Tutto è fresco e composto: l'unico momento disordinato è l'arrivo di Virginia Raggi. La sindaca della capitale arrivava alle 22,07 in una selva di flash, accerchiata da ammiratori, folle, clientes, e non si capisce sulle prime chi sarà mai quello scrittore e/o autorità civile e/o letteraria capace di smuovere tanto entusiasmo. E' lei: affiancata da Tullio De Mauro, alla sua destra, e alla sinistra Aurelio Regina, boss degli industriali romani. Lei pare Anna Magnani nell'Onorevole Angelina, il film di Luigi Zampa del 1947 su una attivista di Pietralata che si scontra coi poteri forti romani.

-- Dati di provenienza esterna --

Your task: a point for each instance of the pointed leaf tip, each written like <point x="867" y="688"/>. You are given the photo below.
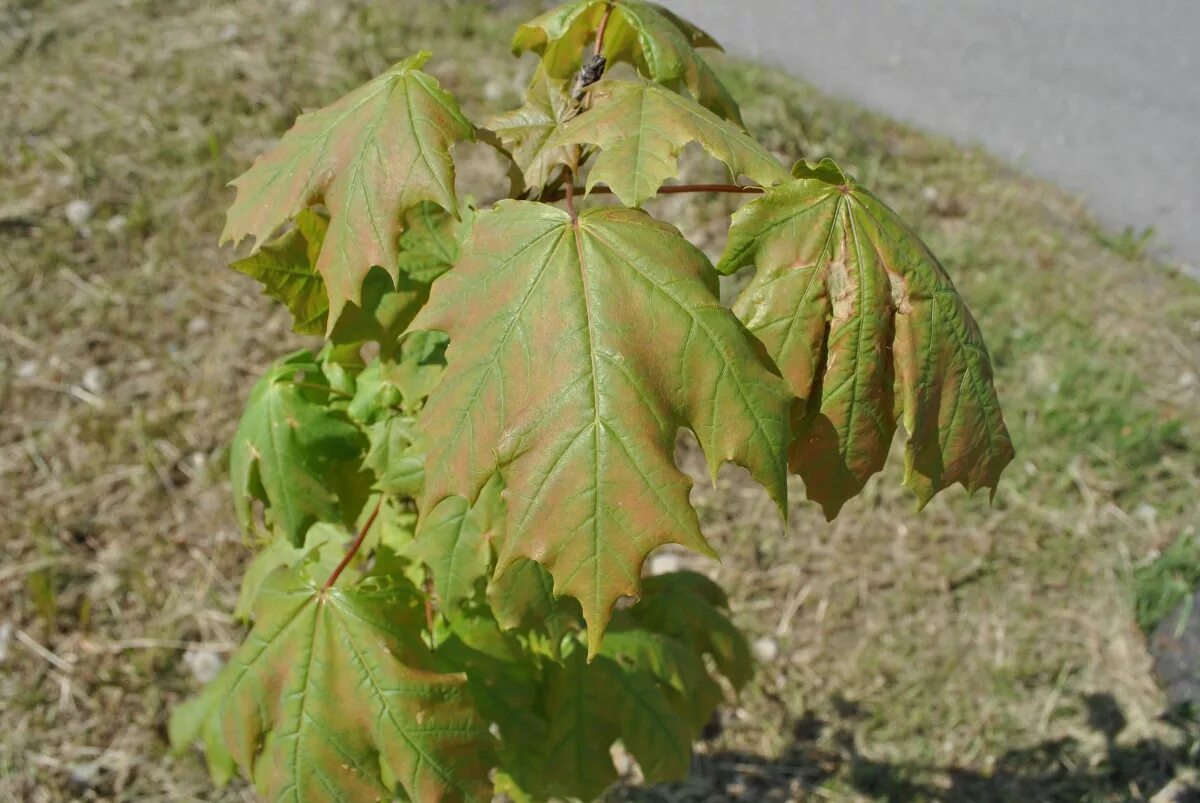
<point x="868" y="329"/>
<point x="369" y="157"/>
<point x="550" y="381"/>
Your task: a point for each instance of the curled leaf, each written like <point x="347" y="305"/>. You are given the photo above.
<point x="369" y="157"/>
<point x="642" y="127"/>
<point x="659" y="43"/>
<point x="551" y="379"/>
<point x="867" y="327"/>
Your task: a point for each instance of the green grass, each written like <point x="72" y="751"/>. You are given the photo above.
<point x="1162" y="585"/>
<point x="970" y="652"/>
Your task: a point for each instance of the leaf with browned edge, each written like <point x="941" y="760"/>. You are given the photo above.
<point x="287" y="269"/>
<point x="555" y="378"/>
<point x="867" y="325"/>
<point x="641" y="129"/>
<point x="369" y="157"/>
<point x="658" y="42"/>
<point x="335" y="697"/>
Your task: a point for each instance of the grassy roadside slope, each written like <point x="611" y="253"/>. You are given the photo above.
<point x="970" y="652"/>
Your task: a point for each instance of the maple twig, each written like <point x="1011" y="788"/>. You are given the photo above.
<point x="603" y="28"/>
<point x="604" y="190"/>
<point x="354" y="546"/>
<point x="570" y="197"/>
<point x="333" y="391"/>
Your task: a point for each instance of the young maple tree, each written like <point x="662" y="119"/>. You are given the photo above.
<point x="447" y="527"/>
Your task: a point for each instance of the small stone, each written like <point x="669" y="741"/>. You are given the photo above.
<point x="493" y="90"/>
<point x="94" y="379"/>
<point x="1175" y="646"/>
<point x="766" y="649"/>
<point x="205" y="665"/>
<point x="663" y="563"/>
<point x="83" y="775"/>
<point x="78" y="213"/>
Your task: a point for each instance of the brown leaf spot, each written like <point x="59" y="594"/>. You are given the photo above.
<point x="841" y="292"/>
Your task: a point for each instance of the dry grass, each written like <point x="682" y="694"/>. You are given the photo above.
<point x="970" y="652"/>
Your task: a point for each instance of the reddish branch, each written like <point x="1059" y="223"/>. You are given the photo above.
<point x="737" y="189"/>
<point x="603" y="28"/>
<point x="354" y="547"/>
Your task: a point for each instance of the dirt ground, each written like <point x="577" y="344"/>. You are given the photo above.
<point x="971" y="652"/>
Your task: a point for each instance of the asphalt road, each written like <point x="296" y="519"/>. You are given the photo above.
<point x="1102" y="96"/>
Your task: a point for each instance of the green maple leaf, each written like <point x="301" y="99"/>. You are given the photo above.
<point x="454" y="540"/>
<point x="335" y="697"/>
<point x="659" y="43"/>
<point x="381" y="150"/>
<point x="552" y="379"/>
<point x="396" y="455"/>
<point x="529" y="130"/>
<point x="642" y="127"/>
<point x="691" y="609"/>
<point x="288" y="447"/>
<point x="865" y="324"/>
<point x="321" y="543"/>
<point x="287" y="269"/>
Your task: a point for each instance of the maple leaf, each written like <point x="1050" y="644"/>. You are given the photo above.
<point x="642" y="127"/>
<point x="369" y="157"/>
<point x="647" y="688"/>
<point x="529" y="130"/>
<point x="691" y="607"/>
<point x="334" y="697"/>
<point x="659" y="45"/>
<point x="865" y="324"/>
<point x="287" y="269"/>
<point x="288" y="445"/>
<point x="396" y="455"/>
<point x="551" y="378"/>
<point x="454" y="540"/>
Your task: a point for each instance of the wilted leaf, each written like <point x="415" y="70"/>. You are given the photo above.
<point x="287" y="447"/>
<point x="369" y="157"/>
<point x="334" y="697"/>
<point x="529" y="130"/>
<point x="552" y="379"/>
<point x="642" y="127"/>
<point x="655" y="41"/>
<point x="865" y="324"/>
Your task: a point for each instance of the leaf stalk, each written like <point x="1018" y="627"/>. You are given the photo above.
<point x="354" y="547"/>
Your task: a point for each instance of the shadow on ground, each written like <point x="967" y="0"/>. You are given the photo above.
<point x="825" y="757"/>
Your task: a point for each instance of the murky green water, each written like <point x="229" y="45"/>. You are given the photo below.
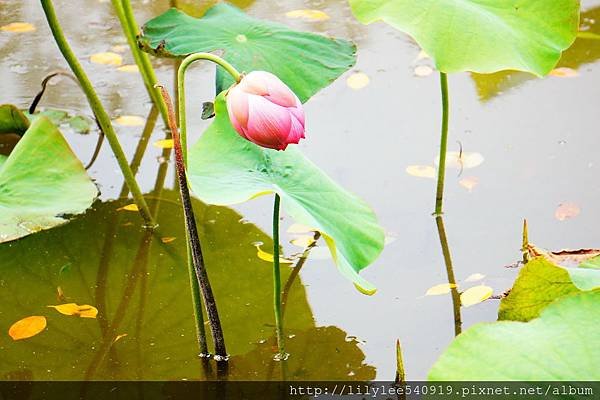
<point x="538" y="138"/>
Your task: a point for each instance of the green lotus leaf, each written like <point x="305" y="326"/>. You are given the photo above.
<point x="482" y="35"/>
<point x="226" y="169"/>
<point x="305" y="61"/>
<point x="41" y="183"/>
<point x="562" y="344"/>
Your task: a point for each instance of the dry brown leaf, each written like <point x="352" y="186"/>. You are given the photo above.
<point x="27" y="327"/>
<point x="83" y="311"/>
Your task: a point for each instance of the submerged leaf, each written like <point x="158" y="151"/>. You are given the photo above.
<point x="27" y="327"/>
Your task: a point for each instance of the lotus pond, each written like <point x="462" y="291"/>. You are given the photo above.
<point x="520" y="147"/>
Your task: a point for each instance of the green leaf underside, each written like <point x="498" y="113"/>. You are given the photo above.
<point x="40" y="182"/>
<point x="563" y="344"/>
<point x="306" y="62"/>
<point x="539" y="283"/>
<point x="226" y="169"/>
<point x="12" y="120"/>
<point x="482" y="35"/>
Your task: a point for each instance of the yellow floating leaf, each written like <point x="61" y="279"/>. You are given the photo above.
<point x="474" y="277"/>
<point x="469" y="182"/>
<point x="130" y="120"/>
<point x="107" y="58"/>
<point x="475" y="295"/>
<point x="84" y="311"/>
<point x="423" y="70"/>
<point x="303" y="241"/>
<point x="164" y="144"/>
<point x="263" y="255"/>
<point x="357" y="80"/>
<point x="564" y="72"/>
<point x="128" y="68"/>
<point x="312" y="15"/>
<point x="421" y="171"/>
<point x="129" y="207"/>
<point x="566" y="210"/>
<point x="442" y="288"/>
<point x="18" y="27"/>
<point x="464" y="160"/>
<point x="27" y="327"/>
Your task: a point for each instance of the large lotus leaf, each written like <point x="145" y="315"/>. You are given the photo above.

Però, con queste arie condizionate, impossibili equivoci tipici dello Strega prima maniera: l'ex sindaco Alemanno fu molto onorato, per anni, anche molto tempo dopo la sua scadenza, da antiche dame che non avevano preso atto dei mutamenti a palazzo Senatorio. Anche la violenza alimentare, scemata: con un'abile regia forse di qualche esperto di G8 e di zone rosse, superati i varchi elettronici, ecco tavoli disposti longitudinalmente, in modo da non offrire punti di contatto alle masse affamate disposte a tutto; poi sono posizionati i tavoli dei dolci prima dei salati, come strategia antiguerriglia, per distrarle e far scemare l'impeto atavico.
Il risultato, un impossibile confronto col passato: file ordinate, piatti di portata non devastati, tavolini tondi d'appoggio tipo cene al Metropolitan; solo i camerieri son rimasti gli stessi, alcuni con facce da assassini, cadono le forchette e le ributtano sotto il tavolo con una pedata, tac. Nuove trovate di marketing alcolico, però: un tavolo-bar propone quelli che sembrano dei mojito, e vanno a ruba soprattutto tra anziani delle lettere che li trangugiano ringalluzziti tipo happy hour; poi si scoprono essere degli "Strega-Mule", e il gusto dolciastro del liquore eponimo finalmente ha trovato nello zenzero la morte sua, e finalmente son riusciti a propinare l'amaro letterario e renderlo giovane, televisivo, come una Rai ai tempi di Campo Dell'Orto. Seppellirà lo spritz?
Poi, già mangiati, si sale su (il buffet chiude prima della cerimonia, altra geniale trovata antisommossa) e le folle vengono precettate su nella sala Sinopoli, tutti seduti ad aspettare "la diretta", "ecco la diretta", "tra poco siamo in onda", ecco dei gran video delle passate edizioni, ma tutta questa modernità genera problemi: nessun microfono funziona, la regia deve ancora abituarsi al piccolo Golden Globe delle patrie lettere. Alle 22,57 Loredana Lipperini lascia la conduzione per "la diretta", arriva Pino Strabioli che non sa bene che fare, dice "ma che mi lasciate qui da solo?". Poi lo spettacolo inizia. Il problema è che coi posti assegnati e non potendo uscire dalla sala, tocca assistere a tutta la cerimonia. Intermezzi musicali; stacchetti; tutta la filiera dello Strega (vengono premiate delle scolare con zainetto, partono video del premio Strega Europa). Cesare Romiti, spiaggiato su in galleria da solo, ha un'aria devastata. Sembra rimpiangere, come tutti, i bei tempi del Ninfeo e della sua umidità.